On May 31, the government of Afghanistan sent a letter to the U.S. Embassy in Kabul protesting the continued imprisonment of Jawad by U.S. authorities. Jawad’s uncle, the attorney general writes, says Jawad was only 12 years old when he was captured.
“The Independent Commission for Human Rights has expressed its serious concern over the non-observance of national and international laws in regard to the detention of children, particularly the investigation and fair trial of Jawad.”

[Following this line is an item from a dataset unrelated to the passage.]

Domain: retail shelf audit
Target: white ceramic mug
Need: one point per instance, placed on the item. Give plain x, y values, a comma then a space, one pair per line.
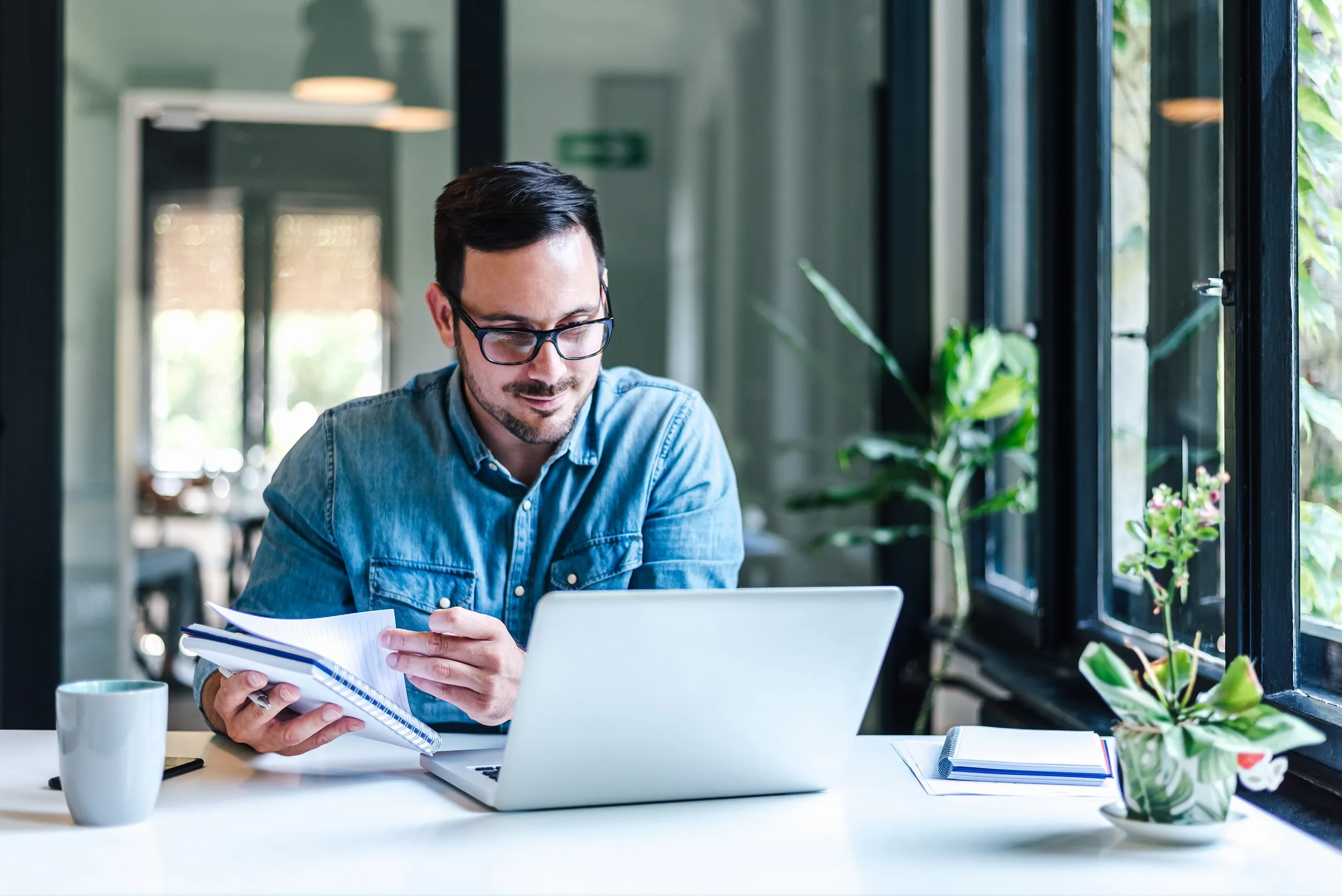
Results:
113, 738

The United States’ treatment of Jawad would seem to violate a United Nations Protocol that the U.S. signed and ratified in January 2003. According ot the Optional Protocol to the Convention on the Rights of the Child on the Involvement of Children in Armed Conflict, children who were recruited or used in armed conflicts should be considered primarily as victims and provided with rehabilitation services. Jawad’s lawyers say he’s never received any such services.
The U.S. government is scheduled to appear before Judge Huvelle to defend its continued imprisonment of Jawad at Guantanamo and its reliance on tortured evidence on August 5.